Zadi, le boss

Désormais dans ses habits de chef, notre ami hémiplégique Zadi gère sa petite affaire de collecte d’ordures ménagères. Ancien « wotrotigui», propriétaire de charrette complètement déglinguée  en malinké, il supervise aujourd’hui le travail d’Armel, son nouvel employé, sur le tricycle de son entreprise. Un don des internautes à la suite d’une action sociale lancée il y a 1 an sur les réseaux sociaux à travers le hashtag #UntricyclePourZadi.

La nouvelle vie de Zadi

Akouédo, pont bascule, 9 heures. Des chagnons, véhicules de ramassage moins nombreux que d’ordinaire, sont à la queue-leu-leu et  attendent leur tour de passage. C’est là que  seront vérifiés leurs poids et la nature des déchets contenus dans chaque benne. Les traditionnels fouilleurs, eux également en nombre réduit, écument le fond de ces poubelles, toujours à la recherche d’un éventuel morceau de fer, de plastique et autres babioles qui seront revendus pour assurer la pitance journalière. L’unique décharge à ciel ouvert d’Abidjan a officiellement fermé depuis juillet 2018. Désormais c’est au centre d’enfouissement technique de Kossihouen, dans la commune de Songon, que des ordures sont acheminées.  Pour l’heure, seuls les camions transportant les déchets verts et industriels sont  encore autorisés sur l’ancien site. « Depuis l’ouverture du nouveau site d’enfouissement, les gérants n’ont pas encore trouvé de compartiment pour ces camions. Tout se fait progressivement, raison pour laquelle ceux là déversent ici encore mais d’ici la fin du mois, les choses vont rentrer dans l’ordre » affirme un vigile du site d’Akouédo.

Parmi les engins encore autorisés à déverser leurs ordures à Akouédo, figure le tricycle de Zadi. Le jeune boss y est ce jour avec son employé Armel à qui le répertoire de clients de la zone, les horaires de ramassage et de dépôt du tricycle sont communiqués des mois en arrière. Avec un salaire de 40 000 CFA le mois, Armel se dit satisfait de son patron.

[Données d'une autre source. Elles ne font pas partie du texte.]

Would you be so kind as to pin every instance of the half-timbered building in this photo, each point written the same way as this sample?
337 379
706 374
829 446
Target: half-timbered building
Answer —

« Avec ma mobylette, j’irais plus vite et je ferais moins de tour à la décharge» tel était le vœu du vaillant garçon le 2 mars 2016, date de publication de notre  premier reportage sur Zadi. Un an plus tard, le 31 décembre 2017, son rêve devient réalité grâce à  l’élan de solidarité de la communauté ivoirienne connectée.

la collecte de fonds

 les vidéos et images à travers lesquelles l’on voit le handicapé pousser une charrette en dépit de sa mobilité réduite de moitié sont virales et touchent plus d’un. Soro Guillaume Kigbafori, président de l’Assemblée Nationale offre l’engin à hauteur d’un million de FCFA. Ce n’est pas tout, les journalistes et animateurs Fernand Dédeh et Barthélémy Inabo  à l’origine de la collecte, font réagir leur confrère notamment John Zahibo Jay qui, lui, offre 25 000 CFA pour les frais d’assurance et le premier plein de carburant. Les internautes Lebel N’Goran, Mélissa Digré, apportent également leur part à hauteur de 20 000 CFA. Toute cette somme est remise aux parents le jour même de la donation.

Aujourd’hui, Zadi ne se sent pas menacé par la fermeture définitive de la décharge d’Akouédo car, dans le pire des cas, le jeune patron a sa solution d’échange : faire le taxi bagage pour les nombreuses commerçantes de vivrier de la commune.